As Karoline Lewis points out, these themes of Jesus’ ministry resonate strongly with what his mother sang in the Magnificat. It would seem that this is what Luke thinks Jesus was here for.

“The time… when the Lord will save his people” translates more literally as “an acceptable year of [the] Lord.” Isaiah is referring to the Jubilee, where every fiftieth year was a time when all debts would be canceled, anyone who had sold themselves into slavery would be freed, and society would begin anew. So Jesus is reading a prophet citing the Law that gives God’s intention that injustice and brokenness should not be permanent.

So what?

My attention has gone to Jesus’ interpretive statement at the end of the passage: “This passage of scripture has come true today, as you heard it being read.” Has come true is loosely translating fulfilled, in the sense that the Isaiah passage was pointing ahead to this moment, and now we’re here. The root word here is one of Luke’s favorites, as the church is waiting for the fullness that is to come – the fullness, perhaps, of the prophecies that will come true; more likely, the full presence of the Holy Spirit in the world through the church.
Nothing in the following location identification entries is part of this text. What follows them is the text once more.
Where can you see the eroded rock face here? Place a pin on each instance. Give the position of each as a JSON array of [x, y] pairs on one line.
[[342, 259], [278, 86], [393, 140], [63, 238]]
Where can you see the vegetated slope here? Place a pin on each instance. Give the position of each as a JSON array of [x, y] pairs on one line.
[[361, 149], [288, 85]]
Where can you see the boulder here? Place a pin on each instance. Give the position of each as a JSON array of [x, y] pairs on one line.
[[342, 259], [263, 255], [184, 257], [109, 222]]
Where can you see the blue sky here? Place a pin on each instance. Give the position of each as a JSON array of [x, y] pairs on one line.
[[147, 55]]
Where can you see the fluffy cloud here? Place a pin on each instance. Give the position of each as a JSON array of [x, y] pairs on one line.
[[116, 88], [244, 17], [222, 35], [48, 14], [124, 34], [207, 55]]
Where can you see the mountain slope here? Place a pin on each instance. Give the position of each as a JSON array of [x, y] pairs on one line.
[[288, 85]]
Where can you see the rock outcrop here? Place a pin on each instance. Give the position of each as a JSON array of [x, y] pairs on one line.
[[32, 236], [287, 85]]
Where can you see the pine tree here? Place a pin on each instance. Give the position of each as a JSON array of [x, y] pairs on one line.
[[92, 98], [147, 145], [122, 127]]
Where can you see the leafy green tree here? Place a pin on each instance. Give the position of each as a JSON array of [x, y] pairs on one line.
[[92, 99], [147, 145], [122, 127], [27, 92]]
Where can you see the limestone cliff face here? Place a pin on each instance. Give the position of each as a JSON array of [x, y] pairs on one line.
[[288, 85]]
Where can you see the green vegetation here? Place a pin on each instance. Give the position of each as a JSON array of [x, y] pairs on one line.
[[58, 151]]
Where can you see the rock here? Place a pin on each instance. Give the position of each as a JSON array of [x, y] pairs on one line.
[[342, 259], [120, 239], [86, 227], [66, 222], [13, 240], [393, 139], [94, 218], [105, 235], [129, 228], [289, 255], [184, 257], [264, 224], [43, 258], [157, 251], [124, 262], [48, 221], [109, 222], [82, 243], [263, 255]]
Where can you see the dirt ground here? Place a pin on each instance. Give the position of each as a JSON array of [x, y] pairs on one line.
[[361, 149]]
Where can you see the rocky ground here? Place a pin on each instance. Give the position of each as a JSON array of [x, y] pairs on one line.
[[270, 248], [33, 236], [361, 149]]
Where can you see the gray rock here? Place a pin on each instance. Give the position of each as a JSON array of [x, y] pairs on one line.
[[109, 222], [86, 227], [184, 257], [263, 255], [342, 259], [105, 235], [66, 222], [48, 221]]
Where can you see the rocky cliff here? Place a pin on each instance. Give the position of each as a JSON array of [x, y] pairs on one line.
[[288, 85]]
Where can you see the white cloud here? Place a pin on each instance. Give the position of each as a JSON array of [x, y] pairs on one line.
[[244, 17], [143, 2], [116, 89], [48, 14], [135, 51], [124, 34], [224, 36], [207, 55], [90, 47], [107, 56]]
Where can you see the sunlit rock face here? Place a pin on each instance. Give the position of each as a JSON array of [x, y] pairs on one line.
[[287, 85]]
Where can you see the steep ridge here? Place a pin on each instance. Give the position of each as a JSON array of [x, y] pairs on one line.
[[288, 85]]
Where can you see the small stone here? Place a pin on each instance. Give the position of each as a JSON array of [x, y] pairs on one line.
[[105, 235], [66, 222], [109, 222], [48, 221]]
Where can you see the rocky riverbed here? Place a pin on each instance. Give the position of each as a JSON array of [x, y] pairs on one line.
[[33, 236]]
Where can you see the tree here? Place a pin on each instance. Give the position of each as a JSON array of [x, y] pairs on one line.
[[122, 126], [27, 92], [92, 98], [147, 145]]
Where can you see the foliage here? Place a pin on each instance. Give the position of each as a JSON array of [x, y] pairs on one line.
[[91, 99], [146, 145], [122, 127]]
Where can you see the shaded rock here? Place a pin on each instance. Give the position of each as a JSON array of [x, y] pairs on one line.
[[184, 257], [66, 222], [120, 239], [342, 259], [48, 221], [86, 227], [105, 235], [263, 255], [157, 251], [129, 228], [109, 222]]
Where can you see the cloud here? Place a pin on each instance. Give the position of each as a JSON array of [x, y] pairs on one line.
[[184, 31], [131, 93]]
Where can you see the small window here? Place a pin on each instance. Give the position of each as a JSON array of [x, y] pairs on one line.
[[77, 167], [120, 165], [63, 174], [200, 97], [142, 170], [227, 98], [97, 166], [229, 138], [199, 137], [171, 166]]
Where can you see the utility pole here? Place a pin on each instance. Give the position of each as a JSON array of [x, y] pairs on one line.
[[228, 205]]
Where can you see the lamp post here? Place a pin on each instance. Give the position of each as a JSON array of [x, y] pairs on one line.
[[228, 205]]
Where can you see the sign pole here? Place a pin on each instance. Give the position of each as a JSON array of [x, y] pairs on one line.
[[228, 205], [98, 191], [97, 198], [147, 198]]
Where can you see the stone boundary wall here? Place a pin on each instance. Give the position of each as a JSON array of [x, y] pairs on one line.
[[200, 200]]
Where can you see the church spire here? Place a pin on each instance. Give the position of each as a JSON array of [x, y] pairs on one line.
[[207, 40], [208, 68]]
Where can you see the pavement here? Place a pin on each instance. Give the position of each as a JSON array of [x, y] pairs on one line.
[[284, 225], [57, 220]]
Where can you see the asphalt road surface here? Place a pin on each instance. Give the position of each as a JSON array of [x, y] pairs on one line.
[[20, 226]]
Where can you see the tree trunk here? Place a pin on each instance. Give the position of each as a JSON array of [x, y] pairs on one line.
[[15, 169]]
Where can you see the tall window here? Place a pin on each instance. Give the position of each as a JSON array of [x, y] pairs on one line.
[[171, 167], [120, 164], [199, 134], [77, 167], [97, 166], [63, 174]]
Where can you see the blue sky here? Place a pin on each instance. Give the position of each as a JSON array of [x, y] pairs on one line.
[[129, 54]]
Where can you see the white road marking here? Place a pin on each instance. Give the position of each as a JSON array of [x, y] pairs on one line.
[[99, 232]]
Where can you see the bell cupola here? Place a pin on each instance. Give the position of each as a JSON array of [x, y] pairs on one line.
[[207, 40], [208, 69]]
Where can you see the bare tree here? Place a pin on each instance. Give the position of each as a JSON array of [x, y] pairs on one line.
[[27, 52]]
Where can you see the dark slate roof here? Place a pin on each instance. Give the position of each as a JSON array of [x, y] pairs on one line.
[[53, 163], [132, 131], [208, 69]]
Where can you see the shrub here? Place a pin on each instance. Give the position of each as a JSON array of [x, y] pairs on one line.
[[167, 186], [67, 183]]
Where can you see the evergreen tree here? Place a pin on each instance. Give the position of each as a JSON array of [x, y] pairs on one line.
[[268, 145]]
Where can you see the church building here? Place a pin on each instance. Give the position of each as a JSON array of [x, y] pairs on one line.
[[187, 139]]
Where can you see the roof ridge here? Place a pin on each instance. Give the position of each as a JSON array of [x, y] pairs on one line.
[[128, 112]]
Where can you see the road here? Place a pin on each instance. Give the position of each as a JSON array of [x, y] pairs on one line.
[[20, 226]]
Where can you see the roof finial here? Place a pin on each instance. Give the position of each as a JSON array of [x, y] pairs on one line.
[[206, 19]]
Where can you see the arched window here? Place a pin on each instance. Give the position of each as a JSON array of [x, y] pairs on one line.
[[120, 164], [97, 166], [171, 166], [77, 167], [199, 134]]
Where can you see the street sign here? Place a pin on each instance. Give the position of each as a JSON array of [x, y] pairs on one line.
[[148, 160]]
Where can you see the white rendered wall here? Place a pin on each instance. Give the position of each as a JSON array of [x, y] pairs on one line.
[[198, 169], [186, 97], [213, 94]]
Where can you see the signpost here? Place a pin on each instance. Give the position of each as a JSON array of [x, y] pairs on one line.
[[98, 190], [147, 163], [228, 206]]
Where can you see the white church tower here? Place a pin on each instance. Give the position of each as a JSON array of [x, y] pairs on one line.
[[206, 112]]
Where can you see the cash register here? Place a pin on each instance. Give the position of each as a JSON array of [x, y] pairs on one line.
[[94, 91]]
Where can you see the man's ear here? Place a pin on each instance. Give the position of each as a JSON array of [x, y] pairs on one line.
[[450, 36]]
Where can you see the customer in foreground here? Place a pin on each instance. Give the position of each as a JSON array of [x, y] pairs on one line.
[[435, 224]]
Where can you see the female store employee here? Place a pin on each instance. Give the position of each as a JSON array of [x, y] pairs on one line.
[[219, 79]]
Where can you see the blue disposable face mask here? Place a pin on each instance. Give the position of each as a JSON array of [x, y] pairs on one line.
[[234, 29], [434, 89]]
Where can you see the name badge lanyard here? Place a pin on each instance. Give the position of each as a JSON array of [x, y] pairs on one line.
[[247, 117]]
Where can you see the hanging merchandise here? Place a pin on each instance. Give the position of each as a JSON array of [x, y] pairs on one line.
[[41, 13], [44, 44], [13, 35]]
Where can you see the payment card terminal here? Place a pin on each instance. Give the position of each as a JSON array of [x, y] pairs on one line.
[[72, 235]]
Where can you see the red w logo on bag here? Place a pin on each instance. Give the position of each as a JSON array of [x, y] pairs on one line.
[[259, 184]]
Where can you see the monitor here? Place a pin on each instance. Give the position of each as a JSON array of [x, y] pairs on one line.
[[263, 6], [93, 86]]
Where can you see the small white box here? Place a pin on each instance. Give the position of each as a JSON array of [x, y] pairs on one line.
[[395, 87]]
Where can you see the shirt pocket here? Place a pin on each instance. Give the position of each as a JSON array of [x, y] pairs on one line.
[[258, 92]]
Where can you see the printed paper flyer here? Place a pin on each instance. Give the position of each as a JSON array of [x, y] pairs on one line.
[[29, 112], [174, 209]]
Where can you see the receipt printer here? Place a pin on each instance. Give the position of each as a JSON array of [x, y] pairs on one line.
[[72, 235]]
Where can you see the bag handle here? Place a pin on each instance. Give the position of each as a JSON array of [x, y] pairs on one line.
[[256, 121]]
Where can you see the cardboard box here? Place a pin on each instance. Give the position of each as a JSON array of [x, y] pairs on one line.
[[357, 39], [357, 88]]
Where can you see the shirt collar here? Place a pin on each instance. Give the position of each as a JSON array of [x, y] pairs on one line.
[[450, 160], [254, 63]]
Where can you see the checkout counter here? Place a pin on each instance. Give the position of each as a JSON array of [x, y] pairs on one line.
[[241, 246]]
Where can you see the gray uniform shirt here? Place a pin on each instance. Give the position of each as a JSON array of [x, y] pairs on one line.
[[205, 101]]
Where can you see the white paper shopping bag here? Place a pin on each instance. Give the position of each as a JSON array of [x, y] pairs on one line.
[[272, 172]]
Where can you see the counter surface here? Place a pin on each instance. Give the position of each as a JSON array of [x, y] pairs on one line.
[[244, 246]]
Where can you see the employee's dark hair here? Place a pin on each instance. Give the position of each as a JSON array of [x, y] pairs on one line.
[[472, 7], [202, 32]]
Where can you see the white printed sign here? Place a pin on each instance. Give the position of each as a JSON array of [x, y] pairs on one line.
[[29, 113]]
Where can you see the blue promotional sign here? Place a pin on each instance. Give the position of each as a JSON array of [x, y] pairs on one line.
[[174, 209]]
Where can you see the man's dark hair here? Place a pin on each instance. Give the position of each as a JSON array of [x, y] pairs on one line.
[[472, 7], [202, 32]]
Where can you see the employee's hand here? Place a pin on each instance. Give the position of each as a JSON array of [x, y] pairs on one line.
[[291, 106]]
I think I want to read this word in a couple of different senses here:

  1. Straightforwardly, Jesus is identifying himself as the Messiah, the one who is anointed by God’s Spirit, who will do all these things.
  2. Perhaps he’s trying to identify Nazareth, the home town, as the first ones to whom Jesus will/does proclaim liberty. If this is the case, the rest of the story is a problem: Jesus talks smack and gets run out of town on a rail. That would, in fact, resonate strongly with Luke’s theme that the people of the first Israel missed the boat and so the promises are applied to the church as a new Israel.
  3. Or is the point that “as [we] hear it,” the congregation is invited to receive the Spirit of the Lord that also chooses us to announce the time of God’s salvation? I find Nancy Rockwell going this way.

Jonathan Shively sees the possibility that Paul’s description of spiritual gifts might free us from the struggle of recruiting people to fill slots on boards and task groups.